Some organisations completely re-jigged their bedroom allocation system to get around it.
The problem for these large organisations is that 1% doesnt sound like much in everyday terms but when you are talking about 10,000 properties it represents millions in lost revenue that they cant afford.
As Tessa points out here, a major route out of the housing crisis relies on building new properties which in itself relies on revenue from tenants and the failings in the bedroom tax compounds that.
Danny Alexander said this morning that a possible re-working of the hated penalty would be not to penalise people who couldnt down-size, only those that had been made a suitable offer and refused it.
To my mind that seems a more sensible solution.
Ben, I see the point of social housing is to provide types of housing, e.g. wheel chair accessible, that the private sector will not provide, alone with housing for people that due to no fault of their own need a high and ongoing level of support.
We don’t expect the government to provide cheap tins of bake beans to people on low income; we have benefits set at a level that lets these people buy the bake beans from a normal supermarket. (We then have a legal setup that enables supermarkets to complete on prices so as to keep the cost down.)
There a lots of people in social housing that earn more than other people that operate their life’s in a way that allows them to afford private sector rents, or a mortgage payments. By not making these people pay market rents you are reducing the revenue that could be used to build new homes.
The only issue I have with the “bed room tax” is some disabled people that have a good reason to need an additional room – however this is also an issue with the same people in the private sector as housing benefit does not pay for additional rooms, or more space for wheelchair access etc. So maybe it should be covered by increased disability benefits rather than housing benefits.
I have been prevented from create 3 one bedroom flats as local council demand lots of payments for open spaces etc as part of the planning system, along with building regulations requiring a much higher level of sound insulation then most current properties have. If it was make easier to create 1 bedroom flats, then the private sector would be able to provide somewhere for people that are hit with the “bed room tax” to move to.
Most council just seem to have their heads in the sand only creating large homes for people at the top of the waiting list, rather than creating 1 bedroom flats to free up the large properties they already have. This has been going on for many years; at last a government has done something about it!
Well I suppose the crux of the matter here is an understanding of what social housing was created for.
Going way back to the days of Octavia Hill it was created to provide safe, clean affordable housing in response to the slum conditions of Victorian Britain.
It expanded through the 20th century for the same reasons, compounded by families bombed out by the fiendish Hun, so after 100 years the notion became embedded in the British psyche, in much the same way as the NHS has and like the NHS it is under political attack and in danger of being killed off altogether.

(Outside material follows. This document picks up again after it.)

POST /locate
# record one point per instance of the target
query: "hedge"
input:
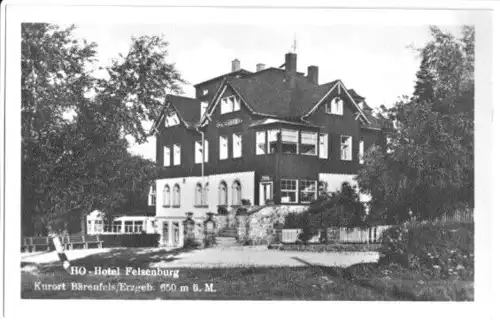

It wasn’t just for the old or the disabled, it was also for young families starting out in life and shock of shocks, people who not only didn’t want to own their own home but who actually believed it was immoral.
I can remember back when the right to buy came in meeting many people who refused to do it because they believed in the ethos of social housing as a way of providing homes for the poorest that would forever be affordable.
Last year was the 25th anniversary of the RTB and a survey was carried out which showed far from creating Thatcher’s (originally proposed by Labour) mythical property owning democracy something like 74% of them, if my memory serves me well, are now in the hands of private landlords, so what happened there?
Ian I will never subscribe to the simile of baked beans and homes. It arises in so many arguments and nothing will persuade me that there is any comparator there.
Homes are so much more than investment opportunities.